Two key decisions along the way make the carbon-fiber bed different from most other automotive applications of the material. The first was to go with a thermoplastic (in this case, a type of nylon) that is essentially heated and melted and then made in a compression mold, rather than using a sheet-molding compound or a thermoset that’s set and cured. The second was to go with chopped carbon fiber-in one-inch increments-rather than unidirectional or woven fiber.

The resulting material takes advantage of the strength of carbon fiber while allowing it to be used for complex geometries and sharp corners-including tight radii. With the process, GM can mold into the production version of the bed (existing trucks have shown it in prototype form) a more aggressive grain-kind of like sandpaper-at the top of the ridges, while the valleys of the ridges will be smooth for easy cleaning.

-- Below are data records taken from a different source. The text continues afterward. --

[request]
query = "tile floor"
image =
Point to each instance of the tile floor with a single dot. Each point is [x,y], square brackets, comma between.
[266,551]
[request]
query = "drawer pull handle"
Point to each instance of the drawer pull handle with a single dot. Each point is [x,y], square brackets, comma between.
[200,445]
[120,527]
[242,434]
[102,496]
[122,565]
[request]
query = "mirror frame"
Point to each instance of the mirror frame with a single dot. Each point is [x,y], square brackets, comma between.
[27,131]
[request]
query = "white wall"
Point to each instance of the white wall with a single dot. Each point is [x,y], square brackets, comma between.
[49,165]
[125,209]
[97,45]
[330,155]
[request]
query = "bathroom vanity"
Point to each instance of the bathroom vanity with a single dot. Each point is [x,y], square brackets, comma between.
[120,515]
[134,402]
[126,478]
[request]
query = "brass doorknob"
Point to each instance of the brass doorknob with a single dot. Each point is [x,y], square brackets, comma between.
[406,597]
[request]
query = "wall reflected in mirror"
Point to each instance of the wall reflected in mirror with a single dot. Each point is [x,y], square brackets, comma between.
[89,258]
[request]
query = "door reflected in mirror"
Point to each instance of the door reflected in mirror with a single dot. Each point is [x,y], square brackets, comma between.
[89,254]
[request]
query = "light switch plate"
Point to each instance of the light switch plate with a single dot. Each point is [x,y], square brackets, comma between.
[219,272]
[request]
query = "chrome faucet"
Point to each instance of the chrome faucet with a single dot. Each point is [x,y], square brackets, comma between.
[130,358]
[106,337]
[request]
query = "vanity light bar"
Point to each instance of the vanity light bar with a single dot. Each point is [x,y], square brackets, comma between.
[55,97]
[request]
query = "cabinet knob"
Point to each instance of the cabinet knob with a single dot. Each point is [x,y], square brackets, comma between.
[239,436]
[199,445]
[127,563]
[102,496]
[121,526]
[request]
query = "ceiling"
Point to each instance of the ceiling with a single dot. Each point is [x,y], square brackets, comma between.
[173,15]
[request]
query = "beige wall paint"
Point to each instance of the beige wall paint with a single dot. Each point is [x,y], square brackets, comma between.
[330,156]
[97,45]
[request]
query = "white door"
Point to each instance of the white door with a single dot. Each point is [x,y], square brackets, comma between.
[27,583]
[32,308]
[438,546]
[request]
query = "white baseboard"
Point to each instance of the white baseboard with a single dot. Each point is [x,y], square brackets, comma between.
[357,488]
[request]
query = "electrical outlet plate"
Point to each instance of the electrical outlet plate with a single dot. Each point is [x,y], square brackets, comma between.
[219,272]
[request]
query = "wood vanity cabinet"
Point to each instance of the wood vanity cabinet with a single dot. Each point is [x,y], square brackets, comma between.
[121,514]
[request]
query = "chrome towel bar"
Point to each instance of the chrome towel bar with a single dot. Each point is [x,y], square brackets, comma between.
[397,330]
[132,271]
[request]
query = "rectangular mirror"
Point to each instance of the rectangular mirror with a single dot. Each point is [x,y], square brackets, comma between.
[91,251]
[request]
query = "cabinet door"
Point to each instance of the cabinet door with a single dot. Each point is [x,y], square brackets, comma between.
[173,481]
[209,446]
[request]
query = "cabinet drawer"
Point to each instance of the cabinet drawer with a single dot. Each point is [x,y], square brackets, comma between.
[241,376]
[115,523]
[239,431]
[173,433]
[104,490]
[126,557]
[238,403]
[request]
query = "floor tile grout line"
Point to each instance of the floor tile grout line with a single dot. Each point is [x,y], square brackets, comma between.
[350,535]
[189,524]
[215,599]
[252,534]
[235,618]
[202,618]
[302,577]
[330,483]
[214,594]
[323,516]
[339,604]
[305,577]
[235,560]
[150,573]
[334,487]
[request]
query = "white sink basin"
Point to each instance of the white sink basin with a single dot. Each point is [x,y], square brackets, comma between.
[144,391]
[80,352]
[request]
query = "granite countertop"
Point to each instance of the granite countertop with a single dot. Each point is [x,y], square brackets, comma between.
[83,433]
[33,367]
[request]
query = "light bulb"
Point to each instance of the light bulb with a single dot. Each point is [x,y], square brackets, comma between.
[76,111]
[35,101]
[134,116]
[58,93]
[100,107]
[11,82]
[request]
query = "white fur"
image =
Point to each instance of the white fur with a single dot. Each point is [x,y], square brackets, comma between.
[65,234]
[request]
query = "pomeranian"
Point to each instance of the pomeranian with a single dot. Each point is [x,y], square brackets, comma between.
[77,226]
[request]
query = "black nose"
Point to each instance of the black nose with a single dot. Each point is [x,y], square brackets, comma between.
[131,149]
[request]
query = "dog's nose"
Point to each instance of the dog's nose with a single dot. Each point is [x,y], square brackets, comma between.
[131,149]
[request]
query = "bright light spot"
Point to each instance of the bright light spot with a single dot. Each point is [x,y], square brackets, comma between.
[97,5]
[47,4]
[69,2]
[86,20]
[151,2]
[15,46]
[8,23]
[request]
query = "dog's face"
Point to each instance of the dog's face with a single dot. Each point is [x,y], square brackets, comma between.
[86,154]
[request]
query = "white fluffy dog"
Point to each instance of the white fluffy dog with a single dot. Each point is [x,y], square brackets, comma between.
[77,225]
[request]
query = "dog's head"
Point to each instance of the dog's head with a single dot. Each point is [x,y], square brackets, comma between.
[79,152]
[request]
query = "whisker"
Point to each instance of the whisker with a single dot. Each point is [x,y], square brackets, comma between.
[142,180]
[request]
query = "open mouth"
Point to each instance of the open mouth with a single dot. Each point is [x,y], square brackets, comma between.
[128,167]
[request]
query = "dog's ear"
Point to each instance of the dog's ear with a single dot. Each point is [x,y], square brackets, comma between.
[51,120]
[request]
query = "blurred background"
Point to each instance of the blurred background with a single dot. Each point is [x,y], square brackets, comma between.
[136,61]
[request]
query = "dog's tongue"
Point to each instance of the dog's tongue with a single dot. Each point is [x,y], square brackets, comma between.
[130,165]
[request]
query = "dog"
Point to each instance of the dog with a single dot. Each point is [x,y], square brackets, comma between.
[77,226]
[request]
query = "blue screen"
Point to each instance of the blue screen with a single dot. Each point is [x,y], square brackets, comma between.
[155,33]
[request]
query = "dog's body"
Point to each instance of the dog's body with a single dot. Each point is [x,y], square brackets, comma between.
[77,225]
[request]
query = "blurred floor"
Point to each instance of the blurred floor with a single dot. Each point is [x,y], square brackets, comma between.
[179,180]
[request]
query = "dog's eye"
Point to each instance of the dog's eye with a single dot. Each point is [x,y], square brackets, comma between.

Photo credit: The Manufacturer - Car and Driver
Photo credit: The Manufacturer - Car and Driver

The result, GM insists, is very tough-tougher in most ways than steel. The beds have been tested for the dropping of heavy tools and optimized for impact-a strength for the isotropic material. And while there certainly is a temperature impact to thermoplastics like this material, supplier Teijin worked hard to essentially erase any variation that owners might see behind winter in Alaska and summer in Arizona. Voss said the box material is expected to outlast the rest of the truck.

Waste Not, Want Not

Considering that, the process allows a level of reuse that hasn’t otherwise been possible for carbon fiber. Reusing it involves none of the costly and labor-intensive separation of fiber from resin-or throwing away large chunks of material during production.

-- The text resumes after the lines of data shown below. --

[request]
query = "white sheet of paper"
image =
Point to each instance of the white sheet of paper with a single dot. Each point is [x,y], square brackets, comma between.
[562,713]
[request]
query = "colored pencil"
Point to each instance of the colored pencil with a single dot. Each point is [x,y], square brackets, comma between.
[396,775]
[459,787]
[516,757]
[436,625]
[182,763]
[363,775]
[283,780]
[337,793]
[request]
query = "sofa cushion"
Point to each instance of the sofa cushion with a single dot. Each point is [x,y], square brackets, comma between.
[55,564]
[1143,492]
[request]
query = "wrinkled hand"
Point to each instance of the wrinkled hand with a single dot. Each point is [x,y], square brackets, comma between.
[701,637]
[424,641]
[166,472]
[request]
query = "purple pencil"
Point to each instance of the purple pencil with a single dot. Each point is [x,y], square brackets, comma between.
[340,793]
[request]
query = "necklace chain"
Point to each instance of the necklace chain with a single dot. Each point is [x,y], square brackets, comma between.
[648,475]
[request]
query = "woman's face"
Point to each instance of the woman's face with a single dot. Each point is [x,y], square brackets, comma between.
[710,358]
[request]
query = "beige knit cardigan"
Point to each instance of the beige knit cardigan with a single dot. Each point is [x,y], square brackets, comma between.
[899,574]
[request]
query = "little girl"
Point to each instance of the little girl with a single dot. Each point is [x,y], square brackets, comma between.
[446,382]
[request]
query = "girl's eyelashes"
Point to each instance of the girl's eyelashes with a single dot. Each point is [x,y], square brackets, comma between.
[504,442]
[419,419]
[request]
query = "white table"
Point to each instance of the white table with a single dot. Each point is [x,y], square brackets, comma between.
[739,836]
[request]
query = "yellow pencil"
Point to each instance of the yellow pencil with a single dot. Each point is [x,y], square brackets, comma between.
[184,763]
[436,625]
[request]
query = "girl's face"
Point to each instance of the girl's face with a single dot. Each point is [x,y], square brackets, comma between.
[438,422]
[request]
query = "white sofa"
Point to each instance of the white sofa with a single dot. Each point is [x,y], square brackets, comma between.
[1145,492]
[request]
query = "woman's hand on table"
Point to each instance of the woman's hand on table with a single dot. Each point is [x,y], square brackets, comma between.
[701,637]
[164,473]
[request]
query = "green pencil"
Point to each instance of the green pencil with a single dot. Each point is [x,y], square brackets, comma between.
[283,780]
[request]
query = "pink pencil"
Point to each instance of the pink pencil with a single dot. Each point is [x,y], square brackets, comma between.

“We can take this, reform it, and do different things, to the point that there are actually two parts near where the front tie-downs are that are made of recycled pieces,” Voss said. “We literally take the scrap, shred it, and melt it.”

Photo credit: The Manufacturer - Car and Driver
Photo credit: The Manufacturer - Car and Driver

The potential to reuse and repurpose carbon fiber on a large scale isn’t nearly as easy with the thermoset methods you’ll find in McLaren supercars or the BMW i3. “You really can’t unfry the egg,” said Voss.

Voss described GM’s product as revolutionary “because it’s a thermal plastic, it’s structural, it’s UV stable, and it’s all these things that really the industry hasn’t done to date.” In terms of assembly, everything-attachment points and all-is 100 percent interchangeable between the steel-box Sierra and the CarbonPro one-except for the carbon-fiber bed’s lack of any need for paint. The only steel pieces in the carbon-fiber bed are the exterior panels and the rear sill (the wheel openings and tailgate use glass-reinforced nylon).

And the Sierra gets some serious mass reduction with the carbon-fiber bed. It cuts 62 pounds versus a bare steel bed-but with steel, the buyer would be likely to add a bedliner, so actual weight savings could be more than 100 pounds. That’s in addition to the standard model’s migration to aluminum for the doors, hood, and tailgate and more high-strength steel elsewhere to save up to 360 pounds versus the outgoing truck.

With mainstream-level costs, mass savings, and simpler reuse, GM might well have cleared up the carbon-fiber conundrum.